SECTION VIII. CONCLUSION.

There now only remains for me, in conclusion, to sum up as briefly and succinctly as possible the evidence contained in the preceding statements. In so doing, it will be necessary to adopt an arrangement somewhat different from that which has been hitherto followed. Each step of the narrative will therefore be accompanied with a marginal reference to the particular deposition from which it may be taken.

First then, for what may be called the preliminary portions of the evidence. With these we need here deal but very briefly. They consist almost entirely of letters furnished by the courtesy of a near relation of the late Mrs. Anderton I., and read as follows:

Some six or seven and twenty years ago, the mother of Mrs. Anderton—Lady Boleton—after giving birth to twin daughters, under circumstances of a peculiarly exciting and agitating nature, died in child-bed. Both Sir Edward Boleton and herself appear to have been of a nervous temperament, and the effects of these combined influences is shown in the highly nervous and susceptible organisation of the orphan girls, and in a morbid sympathy of constitution, by which each appeared to suffer from any ailment of the other. This remarkable sympathy is very clearly shown in more than one of the letters I have submitted for your consideration, and I have numerous others in my possession which, should they be considered insufficient, will place the matter, irregular as it certainly is, beyond the reach of doubt. I must request you to bear it particularly and constantly in mind throughout the case.

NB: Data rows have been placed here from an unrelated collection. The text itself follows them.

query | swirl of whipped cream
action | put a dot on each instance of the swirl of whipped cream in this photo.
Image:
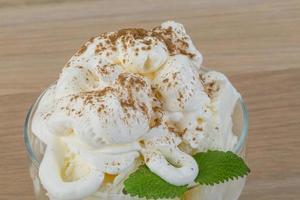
(180, 86)
(119, 89)
(165, 159)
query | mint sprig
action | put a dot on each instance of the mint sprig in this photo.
(214, 167)
(218, 167)
(145, 184)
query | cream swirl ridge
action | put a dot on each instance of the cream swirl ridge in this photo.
(129, 95)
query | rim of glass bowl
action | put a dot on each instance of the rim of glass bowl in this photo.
(27, 128)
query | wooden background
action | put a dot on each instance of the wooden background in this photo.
(256, 43)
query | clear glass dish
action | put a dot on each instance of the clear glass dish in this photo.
(35, 150)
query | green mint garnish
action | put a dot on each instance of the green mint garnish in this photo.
(219, 166)
(214, 167)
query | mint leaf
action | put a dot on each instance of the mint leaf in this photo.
(145, 184)
(218, 166)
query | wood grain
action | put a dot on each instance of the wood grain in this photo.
(256, 43)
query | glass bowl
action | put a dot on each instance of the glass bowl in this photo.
(35, 151)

Almost from the time of the mother's death, the children were placed in the care of a poor, but respectable woman, at Hastings. Here the younger, whose constitution appears to have been originally much stronger than that of her sister, seems to have improved rapidly in health, and in so doing to have mastered, in some degree, that morbid sympathy of temperament of which I have spoken, and which in the weaker organisation of her elder sister, still maintained its former ascendency. They were about six years old when, whether through the carelessness of the nurse or not, is immaterial to us now, the younger was lost during a pleasure excursion in the neighbourhood. Every inquiry was made, and it appeared pretty clear that she had fallen into the hands of a gang of gipsies, who at that time infested the country round, but no further trace of her was ever after discovered.